Why does the link search find things the site search doesn't? May 4, 2006 8:33 AM   Subscribe

Why does the link search find things the site search doesn't?
posted by Gamblor to Bugs at 8:33 AM (27 comments total)

I find something that I think would make a good post.

I search on the entire URL - http://www.samuelsdesign.com/comics/

No results found.

I search for just the domain - samuelsdesign

No results found.

I spend the time to compose the post. I submit it. Now I'm told it's a double:

The link you entered (http://www.samuelsdesign.com/comics/) was found in 1 previous thread.
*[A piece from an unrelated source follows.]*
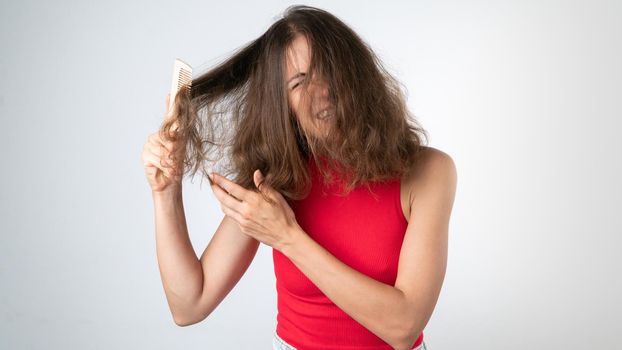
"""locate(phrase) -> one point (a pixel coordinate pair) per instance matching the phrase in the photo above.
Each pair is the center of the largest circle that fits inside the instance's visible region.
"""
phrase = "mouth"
(325, 113)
So why does the link search find this, when the site search doesn't?
posted by Gamblor at 8:34 AM on May 4, 2006


I also tried the "comics" tag, and searching for "comic book covers" and didn't find it, which is, I suppose, a separate issue.
posted by Gamblor at 8:34 AM on May 4, 2006


It's happened to me to. Now I always try the link search first.
posted by CunningLinguist at 8:39 AM on May 4, 2006


that's an excellent question. when we have the answer, I'd like to ask that someone make a note of it in the wiki and faq.
posted by shmegegge at 8:40 AM on May 4, 2006


Now I always try the link search first.

How do you do that without actually submitting a post?
posted by Gamblor at 8:42 AM on May 4, 2006


oh, and if I remember correctly, crunchland's excellent guide to posting mentions first putting each link you'd like in your post into the main link box, to make sure you're not doubling something important, or that you can at least mention the double if it's tangential to your main point. then, when you've checked all your important main links, you can safely go ahead and construct your post.

am i making sense? here's an example if I'm not:

my post could say "i hate brocolli." and the link behind "brocolli" (which I don't hate, btw) wouldn't be checked by the link search, because it only checks links in the first words of your post, and brocolli happens after some unlinked text. so, before i construct the post, i would first attempt a dummy post where the link for brocolli was in the main link text box and submit it to see if it's a double. if it's not, then i would hit back and make the real post this time, secure in my non-double-itude.

i know this doesn't answer your question, but hopefully its helpful anyway.
posted by shmegegge at 8:44 AM on May 4, 2006


How do you do that without actually submitting a post?

the post form goes to a confirmation page, even if there's nothing wrong with your post that it can detect. just don't submit AFTER that confirmation page, and hit "back" instead, and you're all good.
posted by shmegegge at 8:45 AM on May 4, 2006


Ok, I get your point, shmegegge, but doesn't this seem like an awfully convoluted and elaborate process?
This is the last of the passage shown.